Regular Asda customer Tom Tweddle paid an emotional visit to our Boldon store to thank our amazing colleagues Helen Richardson and Linda Herd who saved his life by giving him CPR for 45 minutes after he'd stopped breathing.
Sixty-five-year-old Tom has since made a good recovery from the benign brain tumour that caused him to collapse and wanted to come in to see them as soon as he was well enough.
He said: "I wouldn’t be here now if it wasn’t for Helen and Linda – I really owe my life to them.
"If I had been somewhere else other than Asda that day I might not be here now. I just wanted to personally thank Helen and Linda. Their quick thinking saved me. It's a credit to the store and to Asda that they have staff who were able to do what they did."
Tom was in the store's car park when he suddenly went numb on one side of his body. Knowing something was seriously wrong he asked a fellow shopper to call 999 and run into the store – where his wife Sue, who's a nurse, was shopping – to get help.

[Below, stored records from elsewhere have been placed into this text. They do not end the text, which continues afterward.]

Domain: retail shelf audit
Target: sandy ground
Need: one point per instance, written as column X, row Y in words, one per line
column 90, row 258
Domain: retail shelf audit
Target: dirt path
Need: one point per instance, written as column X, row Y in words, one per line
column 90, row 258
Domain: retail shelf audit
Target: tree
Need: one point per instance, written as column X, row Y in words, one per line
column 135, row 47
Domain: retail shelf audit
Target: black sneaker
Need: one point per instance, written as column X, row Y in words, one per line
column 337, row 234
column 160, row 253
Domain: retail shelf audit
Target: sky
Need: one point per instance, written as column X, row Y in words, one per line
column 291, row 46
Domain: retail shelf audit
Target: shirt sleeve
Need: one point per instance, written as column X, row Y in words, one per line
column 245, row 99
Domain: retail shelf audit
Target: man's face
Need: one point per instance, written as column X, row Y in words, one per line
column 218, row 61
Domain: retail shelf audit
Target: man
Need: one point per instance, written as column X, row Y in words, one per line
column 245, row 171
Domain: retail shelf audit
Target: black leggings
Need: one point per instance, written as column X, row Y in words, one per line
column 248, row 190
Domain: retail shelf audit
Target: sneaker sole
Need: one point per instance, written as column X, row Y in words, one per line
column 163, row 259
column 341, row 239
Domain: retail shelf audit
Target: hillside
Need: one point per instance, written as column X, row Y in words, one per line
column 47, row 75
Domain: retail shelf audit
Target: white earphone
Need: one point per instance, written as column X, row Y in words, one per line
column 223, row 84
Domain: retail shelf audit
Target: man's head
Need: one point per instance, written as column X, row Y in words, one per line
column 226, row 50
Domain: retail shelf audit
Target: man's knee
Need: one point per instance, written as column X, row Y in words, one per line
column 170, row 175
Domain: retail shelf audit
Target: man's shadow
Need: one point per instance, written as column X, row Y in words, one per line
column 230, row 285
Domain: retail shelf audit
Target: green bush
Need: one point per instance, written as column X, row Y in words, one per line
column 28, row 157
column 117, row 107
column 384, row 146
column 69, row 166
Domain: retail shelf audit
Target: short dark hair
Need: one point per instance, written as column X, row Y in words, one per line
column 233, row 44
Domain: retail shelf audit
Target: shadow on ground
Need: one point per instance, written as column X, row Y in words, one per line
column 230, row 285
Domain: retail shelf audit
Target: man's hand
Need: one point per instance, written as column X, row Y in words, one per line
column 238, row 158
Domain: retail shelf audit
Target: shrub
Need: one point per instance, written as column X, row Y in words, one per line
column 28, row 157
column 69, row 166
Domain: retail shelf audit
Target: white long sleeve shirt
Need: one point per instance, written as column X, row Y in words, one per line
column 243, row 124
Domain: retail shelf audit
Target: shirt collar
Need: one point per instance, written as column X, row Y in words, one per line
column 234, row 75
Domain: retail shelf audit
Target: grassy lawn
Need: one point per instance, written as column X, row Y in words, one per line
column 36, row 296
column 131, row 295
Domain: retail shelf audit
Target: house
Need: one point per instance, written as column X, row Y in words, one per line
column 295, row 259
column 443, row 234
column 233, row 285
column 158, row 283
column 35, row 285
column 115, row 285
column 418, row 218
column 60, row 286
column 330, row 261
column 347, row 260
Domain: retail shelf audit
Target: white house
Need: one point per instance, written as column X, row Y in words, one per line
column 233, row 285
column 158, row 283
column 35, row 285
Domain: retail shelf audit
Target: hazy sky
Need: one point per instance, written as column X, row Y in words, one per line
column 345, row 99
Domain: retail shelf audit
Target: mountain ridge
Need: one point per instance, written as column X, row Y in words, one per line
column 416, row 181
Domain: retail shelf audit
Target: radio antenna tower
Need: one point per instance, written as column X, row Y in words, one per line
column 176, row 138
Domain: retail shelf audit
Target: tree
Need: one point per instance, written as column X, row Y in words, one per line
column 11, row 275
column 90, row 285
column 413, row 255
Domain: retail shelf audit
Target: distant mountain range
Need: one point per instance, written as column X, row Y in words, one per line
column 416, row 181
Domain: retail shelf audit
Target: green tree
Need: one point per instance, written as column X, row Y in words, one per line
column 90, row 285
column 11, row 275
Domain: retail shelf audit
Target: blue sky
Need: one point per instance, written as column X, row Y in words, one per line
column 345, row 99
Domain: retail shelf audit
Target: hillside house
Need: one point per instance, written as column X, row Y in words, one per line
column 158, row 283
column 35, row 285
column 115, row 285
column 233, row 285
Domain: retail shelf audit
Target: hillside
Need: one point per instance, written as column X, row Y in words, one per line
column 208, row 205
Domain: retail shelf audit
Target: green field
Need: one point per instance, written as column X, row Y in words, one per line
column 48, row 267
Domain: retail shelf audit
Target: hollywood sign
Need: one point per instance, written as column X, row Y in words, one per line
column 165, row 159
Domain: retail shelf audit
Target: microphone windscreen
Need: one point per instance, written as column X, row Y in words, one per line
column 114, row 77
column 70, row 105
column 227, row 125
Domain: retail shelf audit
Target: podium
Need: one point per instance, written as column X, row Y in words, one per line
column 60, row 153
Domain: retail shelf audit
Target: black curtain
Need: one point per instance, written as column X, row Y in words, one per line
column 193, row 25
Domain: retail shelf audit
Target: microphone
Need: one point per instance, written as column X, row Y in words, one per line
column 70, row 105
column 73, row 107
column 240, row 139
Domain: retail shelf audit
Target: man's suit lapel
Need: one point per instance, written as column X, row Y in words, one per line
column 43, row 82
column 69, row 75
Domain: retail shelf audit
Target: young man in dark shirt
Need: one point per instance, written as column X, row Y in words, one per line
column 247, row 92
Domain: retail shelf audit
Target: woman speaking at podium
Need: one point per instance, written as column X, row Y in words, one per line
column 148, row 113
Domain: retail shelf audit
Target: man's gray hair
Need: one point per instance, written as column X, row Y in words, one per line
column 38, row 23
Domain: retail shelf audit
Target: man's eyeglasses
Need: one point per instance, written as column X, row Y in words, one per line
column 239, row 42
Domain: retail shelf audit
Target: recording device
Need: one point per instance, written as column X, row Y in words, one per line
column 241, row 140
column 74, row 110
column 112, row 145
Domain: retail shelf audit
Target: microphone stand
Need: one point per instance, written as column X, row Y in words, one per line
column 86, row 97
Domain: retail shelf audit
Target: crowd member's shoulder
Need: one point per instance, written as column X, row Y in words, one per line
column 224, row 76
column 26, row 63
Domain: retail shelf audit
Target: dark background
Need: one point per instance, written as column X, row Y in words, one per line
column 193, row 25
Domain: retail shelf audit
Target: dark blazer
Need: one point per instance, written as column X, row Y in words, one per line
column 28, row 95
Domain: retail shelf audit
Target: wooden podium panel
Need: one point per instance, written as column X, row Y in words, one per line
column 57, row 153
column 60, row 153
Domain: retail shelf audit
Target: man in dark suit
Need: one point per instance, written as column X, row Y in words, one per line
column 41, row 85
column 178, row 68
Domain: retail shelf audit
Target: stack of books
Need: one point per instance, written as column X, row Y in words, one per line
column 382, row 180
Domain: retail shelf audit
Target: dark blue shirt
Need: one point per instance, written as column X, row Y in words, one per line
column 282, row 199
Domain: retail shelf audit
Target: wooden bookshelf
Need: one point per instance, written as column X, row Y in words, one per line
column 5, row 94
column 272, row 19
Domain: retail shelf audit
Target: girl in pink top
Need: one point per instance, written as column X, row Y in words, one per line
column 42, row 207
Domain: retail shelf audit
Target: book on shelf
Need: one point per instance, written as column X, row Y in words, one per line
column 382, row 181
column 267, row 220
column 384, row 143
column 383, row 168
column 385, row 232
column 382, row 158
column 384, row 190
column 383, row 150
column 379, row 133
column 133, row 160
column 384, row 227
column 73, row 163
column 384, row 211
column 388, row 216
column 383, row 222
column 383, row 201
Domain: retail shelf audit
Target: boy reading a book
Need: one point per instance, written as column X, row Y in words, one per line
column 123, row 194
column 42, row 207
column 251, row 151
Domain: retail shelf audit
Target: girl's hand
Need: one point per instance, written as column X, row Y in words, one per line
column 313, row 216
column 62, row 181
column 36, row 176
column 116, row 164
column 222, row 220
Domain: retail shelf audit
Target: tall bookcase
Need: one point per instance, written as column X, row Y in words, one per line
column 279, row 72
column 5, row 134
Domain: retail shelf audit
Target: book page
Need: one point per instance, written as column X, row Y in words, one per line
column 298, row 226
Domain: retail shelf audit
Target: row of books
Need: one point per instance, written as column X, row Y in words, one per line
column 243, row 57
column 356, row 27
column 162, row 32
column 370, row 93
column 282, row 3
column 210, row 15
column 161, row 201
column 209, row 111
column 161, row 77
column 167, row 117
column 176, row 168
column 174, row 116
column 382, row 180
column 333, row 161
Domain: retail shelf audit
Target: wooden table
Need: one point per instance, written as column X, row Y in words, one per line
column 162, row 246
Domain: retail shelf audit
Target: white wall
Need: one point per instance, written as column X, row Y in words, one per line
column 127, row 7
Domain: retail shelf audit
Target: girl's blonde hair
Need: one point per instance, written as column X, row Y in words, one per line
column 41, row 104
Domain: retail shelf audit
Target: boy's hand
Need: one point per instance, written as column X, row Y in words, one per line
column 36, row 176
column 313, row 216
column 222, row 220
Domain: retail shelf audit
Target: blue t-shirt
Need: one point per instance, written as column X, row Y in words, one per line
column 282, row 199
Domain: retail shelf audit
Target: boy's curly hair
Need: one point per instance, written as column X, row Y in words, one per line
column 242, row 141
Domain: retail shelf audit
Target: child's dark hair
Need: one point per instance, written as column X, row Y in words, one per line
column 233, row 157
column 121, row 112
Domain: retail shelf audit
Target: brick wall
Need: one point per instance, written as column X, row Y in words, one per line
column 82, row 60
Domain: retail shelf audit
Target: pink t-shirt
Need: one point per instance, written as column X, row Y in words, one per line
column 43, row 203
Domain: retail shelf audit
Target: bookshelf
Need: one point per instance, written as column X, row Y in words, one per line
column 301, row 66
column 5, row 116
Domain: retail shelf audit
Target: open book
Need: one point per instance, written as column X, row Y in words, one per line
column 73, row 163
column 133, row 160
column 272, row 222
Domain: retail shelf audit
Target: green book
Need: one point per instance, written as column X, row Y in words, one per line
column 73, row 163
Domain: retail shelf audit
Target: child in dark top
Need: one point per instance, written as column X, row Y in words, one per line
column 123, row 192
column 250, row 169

Security section leader Helen, who's got 30 years' experience as a first aider, ran outside and, with the help of front-end colleague Linda, took Tom to the first aid room, where his condition began to worsen.
Helen said: “All of a sudden he gasped and then the colour began to drain from his face and it went really a horrible grey colour and he stopped breathing. That's when I started to do mouth-to-mouth and CPR. I was on autopilot.
"Suddenly after about 45 minutes he just started breathing again. I couldn't believe it. I really thought we'd lost him, but I wasn't going to give up.
"I was absolutely shattered afterwards and my arms ached but, after Tom was taken to hospital by ambulance by the the paramedics, I went back to work."
Helen praised Linda for staying calm and keeping in contact with the ambulance service while relaying information to Tom's family.
Tom, who's had surgery on the tumour, remembers nothing of his ordeal. He said: "All I can remember is waking up in hospital with my family around me."
Helen, who's worked at the store for 19 years, said seeing Tom in the store again "'was the best feeling".
She said: "To see a guy who you thought wouldn't survive standing in front of you after working on him for so long is simply amazing. It's probably the best thing to have happened to me apart from my daughter being born."
Linda said: "It was just amazing seeing him back in the store. It was just brilliant. Both me and Helen had a cry."